Erdogan calls Netanyahu “butcher of Gaza” and Turkey labelled “sick man of Nato” in day of barbs

Erdogan calls Netanyahu “butcher of Gaza” and Turkey labelled “sick man of Nato” in day of barbs
Erdogan chairing Turkey's national security council at the Ankara presidential complex on November 29. / Turkish presidency
By bne IntelIiNews November 30, 2023

In a day of barbs, Recep Tayyip Erdogan called Benjamin Netanyahu the “butcher of Gaza” and Turkey got labelled the “sick man of Nato”. Wednesday November 29 did, however, bring some soothing words from the European Commission. It said that despite the deep rift between Brussels and Ankara, the EU wants to revive its political and economic relationship with Turkey.

Erdogan’s branding of Israeli PM Netanyahu as a “butcher” came as he accused his counterpart of spawning anti-Semitism across the world, AFP reported.

The Turkish leader, who has labelled Israel a “terrorist state” and demanded its top officials be tried for war crimes, has lashed out repeatedly over the scale of the death and destruction wrought against the Palestinians in the Gaza Strip by the Israelis in response to Hamas militants’ bloodthirsty cross-border massacre in Israel on October 7.

"Netanyahu has already written his name in history as the butcher of Gaza," Erdogan said in nationally televised remarks made to lawmakers of his ruling AKP party. He added: “Netanyahu is endangering the security of all Jews in the world by supporting anti-Semitism with the murders he committed in Gaza."

The roadblocks Erdogan continues to put in the way of Sweden joining Nato are, meanwhile, once more prompting scathing commentaries from supporters of the transatlantic defence alliance.

Sweden said on November 29 that Turkey’s top diplomat has informed Swedish officials that he expects Turkey will be able to ratify and sign off on the Nato membership by the end of this year. Still, there are no guarantees, meaning Erdogan could exploit the issue further in his foreign policy bargaining and that, for one, would not go down well with retired US Air Force judge advocate and intelligence officer Richard Ghazal, currently executive director at In Defense of Christians, an organisation advocating for the protection and preservation of Christianity in the Middle East.

Writing in Newsweek, Ghazal condemned Erdogan for actions including his offering of vocal support for Hamas, and concluded: “It was solely on the basis of Mustafa Kemal Ataturk's secular legacy—as well as the country's strategic location straddling Europe and Asia—that NATO welcomed Turkey as a strategic ally in 1952. Alas, international relations are not static, and Turkey has sufficiently demonstrated, over decades, that it is no longer a stalwart ally. It is time for the West to face this problem squarely.

“In the dying days of the Ottoman Empire, due to internal rot and the decay of its international stature, Turkey was known as the ‘sick man of Europe.’ In recent decades, for the same reasons, Turkey has become the ‘sick man of NATO.’ By mutating into a democracy-in-name-only, presenting an afront to Western values, and by fomenting mayhem in its region, Turkey has become more of a menace than ally to NATO. It should be called out and put out.”
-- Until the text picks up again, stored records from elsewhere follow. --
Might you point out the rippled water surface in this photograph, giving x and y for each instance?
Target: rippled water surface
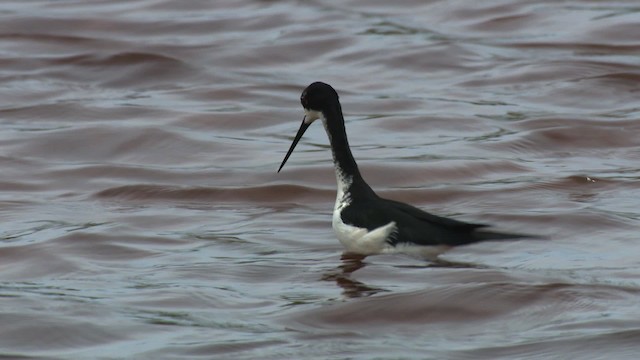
(142, 215)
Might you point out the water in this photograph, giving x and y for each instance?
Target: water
(142, 215)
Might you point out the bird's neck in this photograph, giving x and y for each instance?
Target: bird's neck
(347, 173)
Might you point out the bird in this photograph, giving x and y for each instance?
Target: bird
(365, 223)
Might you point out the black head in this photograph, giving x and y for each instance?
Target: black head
(318, 96)
(316, 99)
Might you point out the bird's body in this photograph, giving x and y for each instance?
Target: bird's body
(366, 223)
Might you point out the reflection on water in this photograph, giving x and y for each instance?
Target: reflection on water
(142, 216)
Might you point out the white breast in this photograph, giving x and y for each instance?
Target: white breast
(356, 239)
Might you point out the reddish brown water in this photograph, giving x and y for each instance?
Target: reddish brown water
(142, 215)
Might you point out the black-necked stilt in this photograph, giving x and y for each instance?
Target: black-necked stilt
(366, 223)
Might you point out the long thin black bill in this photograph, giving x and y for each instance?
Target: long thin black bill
(301, 131)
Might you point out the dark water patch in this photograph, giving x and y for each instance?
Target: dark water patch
(259, 194)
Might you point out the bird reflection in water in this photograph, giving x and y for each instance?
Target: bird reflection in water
(352, 262)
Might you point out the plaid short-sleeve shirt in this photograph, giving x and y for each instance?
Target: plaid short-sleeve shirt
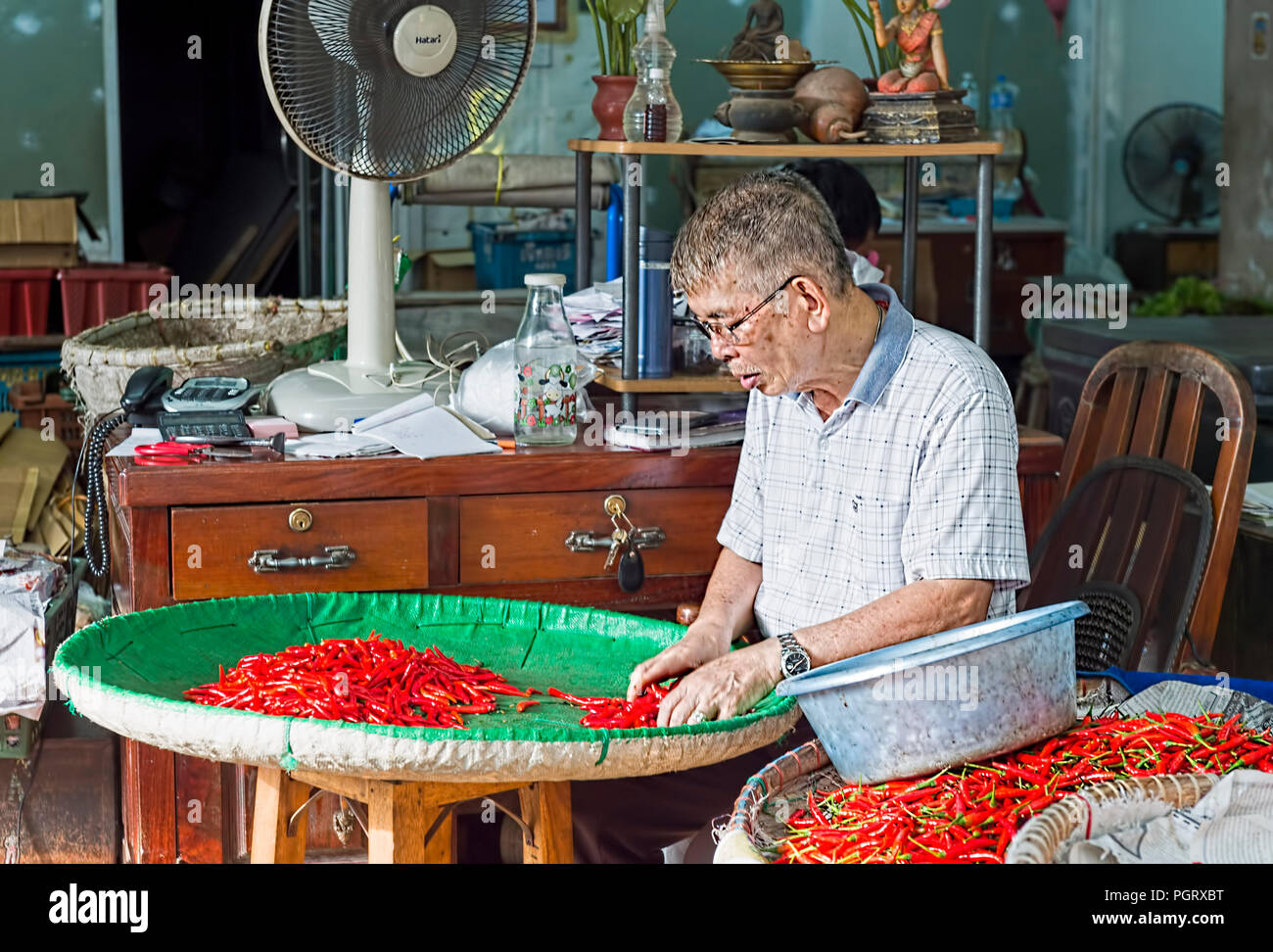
(913, 477)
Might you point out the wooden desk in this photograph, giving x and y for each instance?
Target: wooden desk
(492, 526)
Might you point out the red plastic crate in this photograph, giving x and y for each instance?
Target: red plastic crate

Striking a somewhat different tone, the EU’s Oliver Varhelyi, the bloc's Commissioner for Neighbourhood and Enlargement, told reporters on November 30 that when it comes to the European Union and Turkey "there's more that unites us than what divides us."

Expanded cooperation with Turkey on trade, energy, transport and migration management were among recommendations unveiled by the European Commission, as it also confirmed that negotiations will be resumed on a modernised EU-Turkey customs union, provided Ankara backs efforts to crack down on the evasion of European sanctions against Russia.

Engagement would be "progressive, proportionate and reversible," the EU’s top diplomat Josep Borrell said.